シングルサインオンをSAMLで連携してみた

2021年2月18日検証してみた

WebFOCUSは、シングルサインオン(以下、SSO)に対応しており、連携方式のひとつとしてSAML認証方式をサポートしています。
今回は、米国のIDaaS業界でリーダー的存在である、Oktaとの連携でSSO連携をしてみました。

SaaS、PaaS、IaaSなどのサービス化が進む中、最近最も注目されているのが、IDの管理をサービス化してくれるIDaaSです。

IDaaSで一度ユーザ認証を行えば、IDaaSに登録したアプリケーションは全てSSOが可能になります。また、IDaaSにログインすると、利用できるアプリケーションの一覧が表示されるため、アプリケーションポータルとしても利用できます。

引用元: ITセキュリティ女子のブログ

SAML認証方式とは、主に、クラウドのリソースを含めたSSO実装に使う仕組みです。SAML(Security Assertion Markup Language)とは、異なるインターネットドメイン間でユーザー認証を行うための標準規格です。SAMLは、IdP(Identity Provider)とSP(Service Provider)の2つの要素で構成されます。Webサービスを提供するSP側がSAMLに対応していれば、IdPが提供する認証情報を利用しSSOを実現できます。

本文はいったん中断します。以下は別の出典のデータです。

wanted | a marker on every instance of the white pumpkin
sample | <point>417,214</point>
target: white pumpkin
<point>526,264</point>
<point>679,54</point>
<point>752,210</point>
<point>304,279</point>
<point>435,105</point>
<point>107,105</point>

引用元:シングルサインオン(SSO)の選び方と仕組みの解説

アイデンティティ・プロバイダ、IDプロバイダ(英: Identity provider、略してIdPまたはIDP )は、プリンシパルのID情報を作成、維持、および管理し、フェデレーションまたは分散ネットワーク内の依存アプリケーションに認証サービスを提供するシステムエンティティである

引用元:ウィキペディア

IdPに対して、サービスを提供するプロバイダをサービス・プロバイダ(略してSP)と称します。今回の場合は、WebFOCUSがサービス・プロバイダとなります。

今回連携に利用したIdP

Okta Identity Cloud

Oktaは、すべてのアイデンティティを保護する単一の信頼できるプラットフォームです。9,400社を超える組織がOktaのソフトウェアとAPIを信頼し、ユーザーのサインイン、認証、管理に活用しています。

引用元:Okta製品サイト

IDaaSとして提供されているサービスですので、トライアル環境も10分で使い始めることもできます。


SAML認証連携設定の流れ

Oktaとの連携設定の流れについて整理します。
Okta(IdP)とWebFOCUS(SP)は、直接通信することはありません。
ウェブブラウザ(クライアントPC)を経由して、認証に必要な情報をやりとりして、連携することとなります。
Okta(IdP)とWebFOCUS(SP)に対して、相互の情報を教え合うために、双方に対して連携先情報を設定していきます。

WebFOCUS側手順

SAML連携用証明書作成

SAMLアサーション内で使用する証明書を作成します。

WebFOCUS側手順
WebFOCUS側手順

SPメタデータの生成

WebFOCUSのエンティティ情報など含まれたメタデータを作成します。

WebFOCUS側手順
Okta側手順

IdPへWebFOCUSアプリ登録

OktaへWebFOCUSをアプリケーションとして登録します。

Okta側手順
Okta側手順

IdPメタデータの入手

Oktaの連携用情報をメタデータとして入手します。

Okta側手順
Okta側手順、WebFOCUS側手順

SSO連携用ユーザーの作成

OktaとWebFOCUSで連携するためのユーザーを登録します。

Okta側手順、WebFOCUS側手順
WebFOCUS側手順

IdPメタデータの配置

Oktaの連携用メタデータをWebFOCUS側へ配置します。

WebFOCUS側手順
WebFOCUS側手順

SAML認証設定と認証方式変更

WebFOCUSのSAML認証設定と認証方式をSAML認証へ変更します。